AIG: We'll pay bonuses back

Mike Clark/AFP/Newscom/File
AIG CEO Edward Liddy, shown here speaking at an American Chamber of Commerce luncheon in December, has offered to pay back the US for $165 million it handed out in executive bonuses.

Poor Edward Liddy. He took the reins of AIG long after the company had faltered. He's didn't like the legal contracts that forced him to pay bonuses to the division that pushed the proud company into the soup.

He even offered to pay back the bonuses.

That's right. "AIG also is committed to seeking other ways to repay the American taxpayers for AIG Financial Products retention payments," Mr. Liddy wrote in a letter to Treasury Secretary Timothy Geithner on Saturday. An AIG spokesman confirmed Monday that the company intends to pay back to the US the amount it spent on the bonuses.

But none of that matters now. The political furor in the past two days over the $165 million in bonuses has taken a life of its own and ratcheted up pressure on the company to find a way to unpay its executives.

A new capitalism?

It's as good an introduction as any to the new world of Quasi-Nationalization – a place where capitalism bumps into Congress, where the federal government has squeezed out most of the shareholders, and new rules supplant traditional ones.

For example:

Quasi-Nationalization Rule No. 1: Once the government has bailed you out, it can intervene all it wants. If you're a bank that was too easy with loans during the boom times, it's no good to follow the prudent dictates of business and cut back. That's unpatriotic.

"We need our nation's banks to go the extra mile" and lend, Mr.Geithner exhorted banks on Monday.

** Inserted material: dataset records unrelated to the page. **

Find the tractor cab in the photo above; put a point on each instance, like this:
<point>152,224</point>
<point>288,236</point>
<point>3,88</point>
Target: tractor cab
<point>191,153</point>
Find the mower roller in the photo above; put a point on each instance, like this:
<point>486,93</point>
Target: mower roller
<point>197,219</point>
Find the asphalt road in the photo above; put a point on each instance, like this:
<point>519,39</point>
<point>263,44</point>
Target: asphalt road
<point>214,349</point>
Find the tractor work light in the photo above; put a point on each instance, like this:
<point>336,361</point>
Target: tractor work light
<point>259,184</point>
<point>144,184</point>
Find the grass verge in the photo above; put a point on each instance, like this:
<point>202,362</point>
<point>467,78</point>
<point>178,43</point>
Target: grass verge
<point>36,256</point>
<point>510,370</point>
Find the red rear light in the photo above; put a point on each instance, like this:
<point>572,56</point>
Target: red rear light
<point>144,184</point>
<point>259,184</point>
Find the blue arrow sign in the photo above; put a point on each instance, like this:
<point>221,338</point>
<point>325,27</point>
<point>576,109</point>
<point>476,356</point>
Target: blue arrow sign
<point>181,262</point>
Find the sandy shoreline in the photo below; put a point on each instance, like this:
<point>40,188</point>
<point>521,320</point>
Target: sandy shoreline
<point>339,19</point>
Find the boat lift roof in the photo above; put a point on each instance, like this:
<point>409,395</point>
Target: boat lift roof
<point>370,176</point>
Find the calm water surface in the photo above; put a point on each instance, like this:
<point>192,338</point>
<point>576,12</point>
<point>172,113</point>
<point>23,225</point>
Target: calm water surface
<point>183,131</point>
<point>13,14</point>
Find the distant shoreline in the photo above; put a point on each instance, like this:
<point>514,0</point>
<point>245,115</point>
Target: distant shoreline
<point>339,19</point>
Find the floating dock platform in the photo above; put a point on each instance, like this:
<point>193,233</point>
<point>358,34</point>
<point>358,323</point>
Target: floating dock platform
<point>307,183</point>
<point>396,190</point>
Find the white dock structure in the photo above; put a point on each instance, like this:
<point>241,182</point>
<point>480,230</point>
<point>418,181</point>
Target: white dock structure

Q.N. Rule No. 2: Ixnay on executive bonuses. Your congressman might get mad.

Congress and the administration excoriated AIG over the bonuses, as anyone would after having handed the failing insurer enough taxpayer money to fund the GDP of Norway for a year. (Click here for Obama's scathing assessment.)

Who's the decider?

But the outrage begs a larger question. If many financial companies come under quasi-government ownership, how much say should the White House and Congress have in their decisionmaking?

What if those bonuses had gone to the top salespeople who were making big money for AIG in one of its traditional lines of business? Do politicians get to set the pay scale?

It's a world where there are no easy answers.

"The government has a lot of right to start meddling right now" in such issues, said Paul Oyer, an economist at the Stanford University Graduate School of Business, in an interview. "When the government gets down to micromanaging the pay at these firms, then I begin to get nervous."

The best one can hope for is that this is a temporary world and that the division between public and private becomes again more distinct in the future.